Orson Scott Card “improves” Hamlet and makes it all about teh gay menace. The homophobia is expected and you can feel some pity for Card being so messed up in the head by his church, as by now it should be quite clear that he himself is the biggest old queer to ever force himself into the closet, but the sheer arrogance of wanting to adapt Shakespeare for our times? Ugh. Have some antidote:



That’s better.

Victory for Superman’s creators

Via Howling Curmudgeons comes the news that the heirs of Jerry Siegel have been given back part of the copyright on Superman:

The ruling specifically upheld the Seigels’ copyright in the Superman material published in Detective Comics’ Action Comics Vol. 1. The extent to which later iterations of the character are derived from that original was not determined by the judge.

In an unusually detailed narrative, the judge’s 72-page order described how Mr. Siegel and Mr. Shuster, as teenagers at Glenville High School in Cleveland, became friends and collaborators on their school newspaper in 1932. They worked together on a short story, “The Reign of the Superman,” in which their famous character first appeared not as hero, but villain.

By 1937, the pair were offering publishers comic strips in which the classic Superman elements — cape, logo and Clark Kent alter-ego — were already set. When Detective Comics bought 13 pages of work for its new Action Comics series the next year, the company sent Mr. Siegel a check for $130, and received in return a release from both creators granting the company rights to Superman “to have and hold forever,” the order noted.

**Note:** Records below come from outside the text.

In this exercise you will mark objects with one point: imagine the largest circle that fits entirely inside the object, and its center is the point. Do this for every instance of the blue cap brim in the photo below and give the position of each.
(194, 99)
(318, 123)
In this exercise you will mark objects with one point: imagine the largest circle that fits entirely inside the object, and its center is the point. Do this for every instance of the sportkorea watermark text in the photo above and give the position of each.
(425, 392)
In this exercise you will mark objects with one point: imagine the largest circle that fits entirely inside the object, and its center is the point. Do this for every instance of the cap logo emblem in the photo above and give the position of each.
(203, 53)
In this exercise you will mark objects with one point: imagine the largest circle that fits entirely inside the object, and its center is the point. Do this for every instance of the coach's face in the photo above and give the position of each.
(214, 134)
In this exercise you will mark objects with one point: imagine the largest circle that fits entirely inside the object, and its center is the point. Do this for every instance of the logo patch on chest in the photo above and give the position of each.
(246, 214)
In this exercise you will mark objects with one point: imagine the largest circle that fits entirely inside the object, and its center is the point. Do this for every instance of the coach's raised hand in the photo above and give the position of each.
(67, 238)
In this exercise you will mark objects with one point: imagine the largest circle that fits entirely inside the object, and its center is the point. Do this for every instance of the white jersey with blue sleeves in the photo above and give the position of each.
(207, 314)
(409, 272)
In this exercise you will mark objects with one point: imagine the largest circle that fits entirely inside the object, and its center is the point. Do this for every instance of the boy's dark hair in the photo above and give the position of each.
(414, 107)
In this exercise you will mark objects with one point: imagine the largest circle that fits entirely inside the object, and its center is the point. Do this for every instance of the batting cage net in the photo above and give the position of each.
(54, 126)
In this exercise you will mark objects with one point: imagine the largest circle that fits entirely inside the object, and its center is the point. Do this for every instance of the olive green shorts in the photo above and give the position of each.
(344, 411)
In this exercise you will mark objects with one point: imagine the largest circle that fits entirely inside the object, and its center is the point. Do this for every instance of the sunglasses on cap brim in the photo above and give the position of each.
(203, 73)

In the late 1940s, a referee in a New York court upheld Detective Comics’ copyright, prompting Mr. Siegel and Mr. Shuster to drop their claim in exchange for $94,000. More than 30 years later, DC Comics (the successor to Detective Comics) gave the creators each a $20,000-per-year annuity that was later increased to $30,000. In 1997, however, Mrs. Siegel and her daughter served copyright termination notices under provisions of a 1976 law that permits heirs, under certain circumstances, to recover rights to creations.

What tends to be airbrushed out of the careful corporate histories of DC and Marvel, the socalled Big Two, is how much of their succes was built on outright stealing. Jerry Siegel and Joe Shuster losing control of Superman is only the best known example, but there’s also the way Kirby was treated by Marvel, were he lost control not just of his creations, but of his artwork as well! All those well known and well loved creations DC and Marvel pride themselves on were created by people who largely had to sign away their rights to them on the back of the checks they got for their work. Onetime payments only; toyalties were unknown in the comics industry until the early eighties…

It’s unfortunate that Siegel himself did not live to see this victory, but at least his heirs can now share some of the profits DC has made out of their father’s and husband’s creation.